Il est clair pour toi, Lucilius, je le sais, que nul ne peut mener une vie heureuse ou même supportable sans l’étude de la sagesse ; que la première est le fruit d’une sagesse parfaite, la seconde, d’une sagesse seulement ébauchée. Mais cette conviction veut être affermie et enracinée plus avant par une méditation de tous les jours. […]
Avant toute chose vois si c’est dans la science philosophique ou dans la pratique même de la vie que tu as gagné. […]
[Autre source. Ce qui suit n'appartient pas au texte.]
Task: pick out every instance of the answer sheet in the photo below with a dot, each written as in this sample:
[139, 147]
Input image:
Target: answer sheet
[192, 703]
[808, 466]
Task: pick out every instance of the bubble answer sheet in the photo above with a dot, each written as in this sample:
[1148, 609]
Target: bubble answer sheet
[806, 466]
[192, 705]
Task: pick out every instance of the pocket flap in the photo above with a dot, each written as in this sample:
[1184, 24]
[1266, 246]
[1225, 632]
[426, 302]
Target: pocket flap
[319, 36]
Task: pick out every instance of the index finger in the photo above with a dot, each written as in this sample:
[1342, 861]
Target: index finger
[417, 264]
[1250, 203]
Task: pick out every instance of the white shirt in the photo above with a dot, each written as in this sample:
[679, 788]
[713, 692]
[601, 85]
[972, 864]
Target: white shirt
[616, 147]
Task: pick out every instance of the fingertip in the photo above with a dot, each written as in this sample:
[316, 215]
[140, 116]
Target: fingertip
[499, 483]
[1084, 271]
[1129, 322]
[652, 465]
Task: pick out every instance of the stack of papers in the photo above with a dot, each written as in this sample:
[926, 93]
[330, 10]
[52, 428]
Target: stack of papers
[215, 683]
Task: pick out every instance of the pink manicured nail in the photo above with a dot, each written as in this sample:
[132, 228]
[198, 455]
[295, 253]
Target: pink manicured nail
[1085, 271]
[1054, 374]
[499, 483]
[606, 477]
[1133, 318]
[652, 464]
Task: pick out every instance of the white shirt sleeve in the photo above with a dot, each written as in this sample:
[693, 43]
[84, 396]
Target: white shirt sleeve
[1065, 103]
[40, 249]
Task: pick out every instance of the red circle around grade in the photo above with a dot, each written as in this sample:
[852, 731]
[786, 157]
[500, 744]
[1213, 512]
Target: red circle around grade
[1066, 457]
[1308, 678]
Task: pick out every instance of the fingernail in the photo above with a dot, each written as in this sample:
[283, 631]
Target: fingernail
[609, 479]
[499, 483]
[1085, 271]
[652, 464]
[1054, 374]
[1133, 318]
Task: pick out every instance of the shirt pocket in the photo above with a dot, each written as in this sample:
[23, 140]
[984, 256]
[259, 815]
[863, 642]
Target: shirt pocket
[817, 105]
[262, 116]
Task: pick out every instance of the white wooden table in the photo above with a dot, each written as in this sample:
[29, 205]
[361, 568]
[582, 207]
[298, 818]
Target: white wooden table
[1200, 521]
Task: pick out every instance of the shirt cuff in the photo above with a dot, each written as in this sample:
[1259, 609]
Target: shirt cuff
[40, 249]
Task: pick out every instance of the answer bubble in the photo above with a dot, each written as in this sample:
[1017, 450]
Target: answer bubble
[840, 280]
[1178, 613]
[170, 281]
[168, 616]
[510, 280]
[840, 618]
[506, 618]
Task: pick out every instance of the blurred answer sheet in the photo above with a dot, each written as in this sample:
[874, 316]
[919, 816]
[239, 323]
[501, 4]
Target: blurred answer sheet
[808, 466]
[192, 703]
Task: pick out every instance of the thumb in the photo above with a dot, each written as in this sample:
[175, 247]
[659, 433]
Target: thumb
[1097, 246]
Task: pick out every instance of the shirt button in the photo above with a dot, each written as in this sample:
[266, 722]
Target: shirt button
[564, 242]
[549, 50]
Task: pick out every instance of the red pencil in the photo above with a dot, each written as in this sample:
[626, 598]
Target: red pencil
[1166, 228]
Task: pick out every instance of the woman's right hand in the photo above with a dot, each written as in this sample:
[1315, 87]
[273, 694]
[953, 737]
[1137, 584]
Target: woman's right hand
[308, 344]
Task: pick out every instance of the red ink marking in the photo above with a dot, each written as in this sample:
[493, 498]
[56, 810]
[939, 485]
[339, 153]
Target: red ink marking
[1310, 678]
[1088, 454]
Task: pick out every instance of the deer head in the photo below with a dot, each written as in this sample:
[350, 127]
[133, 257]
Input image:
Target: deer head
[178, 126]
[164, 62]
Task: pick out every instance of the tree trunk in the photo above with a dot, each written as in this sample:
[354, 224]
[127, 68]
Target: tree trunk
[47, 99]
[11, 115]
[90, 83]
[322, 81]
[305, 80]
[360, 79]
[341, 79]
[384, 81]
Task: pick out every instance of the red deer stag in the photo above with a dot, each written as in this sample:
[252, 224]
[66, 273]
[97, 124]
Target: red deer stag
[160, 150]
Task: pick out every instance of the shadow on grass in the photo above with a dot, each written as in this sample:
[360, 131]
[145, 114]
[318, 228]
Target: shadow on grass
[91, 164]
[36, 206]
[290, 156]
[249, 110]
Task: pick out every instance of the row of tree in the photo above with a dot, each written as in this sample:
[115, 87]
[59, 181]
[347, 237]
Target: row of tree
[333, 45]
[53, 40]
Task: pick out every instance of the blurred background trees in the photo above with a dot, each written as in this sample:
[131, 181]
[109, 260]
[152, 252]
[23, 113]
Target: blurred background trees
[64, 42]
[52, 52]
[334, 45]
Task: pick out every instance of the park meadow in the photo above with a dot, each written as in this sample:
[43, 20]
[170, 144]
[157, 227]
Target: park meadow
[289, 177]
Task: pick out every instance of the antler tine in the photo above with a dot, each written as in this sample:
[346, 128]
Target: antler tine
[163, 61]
La philosophie n’est point un art d’éblouir le peuple, une science de parade : ce n’est pas dans les mots, c’est dans les choses qu’elle consiste. Elle n’est point faite pour servir de distraction et tuer le temps, pour ôter au désœuvrement ses dégoûts ; elle forme l’âme, elle la façonne, règle la vie, guide les actions ; montre ce qu’il faut pratiquer ou fuir, siège au gouvernail et dirige à travers les écueils notre course agitée. Sans elle point de sécurité : combien d’incidents, à toute heure, exigent des conseils qu’on ne peut demander qu’à elle !
Sénèque (4 av. J.-C. – 65 ap. J.-C.), Lettres à Lucilius, XVI.